For individual buyers who purchased condominium units, they now must deal with uncertain property values and a less-than-promised quality of life: living in the middle of a sparsely filled complex where the majority of their neighbors rent.
Eddie Flom, who has worked with developers on conversion projects in the Tampa Bay area, sums up the situation in one word: greed.
“It’s the oldest thing in the American economy,” said Flom, of Flom Equities LLC. “Greed, greed, greed overcomes wisdom.”
Apartment-to-condominium conversions started locally in the late 1990s and heated up in late 2004 as some developers saw a way to get around high land costs and offer more affordable homes. Units at some apartment complexes, particularly the higher-end ones, sold out quickly.
A handful of developers made so much money, Flom said, that others took notice and jumped onboard. Some of the less experienced developers paid too much for the land and couldn’t sell condos for enough to make a profit. “People were trying to make a quick buck off the boom,” he said. “Now Tampa is in complete saturation mode.”

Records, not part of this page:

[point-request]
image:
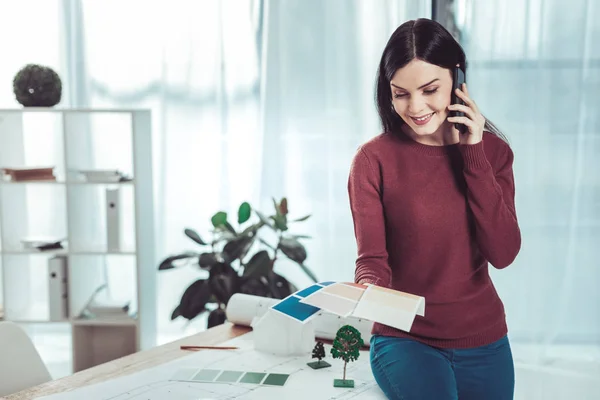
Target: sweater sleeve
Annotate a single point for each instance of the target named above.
(364, 190)
(491, 198)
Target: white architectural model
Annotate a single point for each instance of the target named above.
(276, 334)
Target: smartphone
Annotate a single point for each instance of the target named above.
(458, 79)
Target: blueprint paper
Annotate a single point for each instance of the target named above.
(156, 383)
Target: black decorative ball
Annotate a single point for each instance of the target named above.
(37, 86)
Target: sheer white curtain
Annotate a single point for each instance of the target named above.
(534, 70)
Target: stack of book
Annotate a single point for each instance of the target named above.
(29, 174)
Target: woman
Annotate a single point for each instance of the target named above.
(431, 208)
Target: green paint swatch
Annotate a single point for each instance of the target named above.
(229, 376)
(206, 375)
(253, 377)
(276, 379)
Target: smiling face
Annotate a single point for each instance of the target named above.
(421, 94)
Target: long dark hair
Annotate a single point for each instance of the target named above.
(426, 40)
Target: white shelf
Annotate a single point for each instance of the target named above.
(66, 183)
(67, 252)
(104, 321)
(73, 139)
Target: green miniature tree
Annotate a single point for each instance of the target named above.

By 2005, the conversions led to a shortage of apartments as 18,000 rental units were turned into condos, and the occupancy rate at the remaining apartment complexes swelled to 98 percent, according to commercial real estate firm Cushman & Wakefield.
During the same year, 68 apartment complexes were purchased for conversion in the Bay area, up from 11 in 2004, according to New York-based Real Capitol Analytics, which tracks real estate trends. The conversion craze dropped off just as quickly as it heated up. In 2006, 25 complexes were sold for conversion. So far this year, there have been zero.
“It’s going to take at least a couple of years to burn off all the supply we have,” said Dan Fasulo, a company spokesman.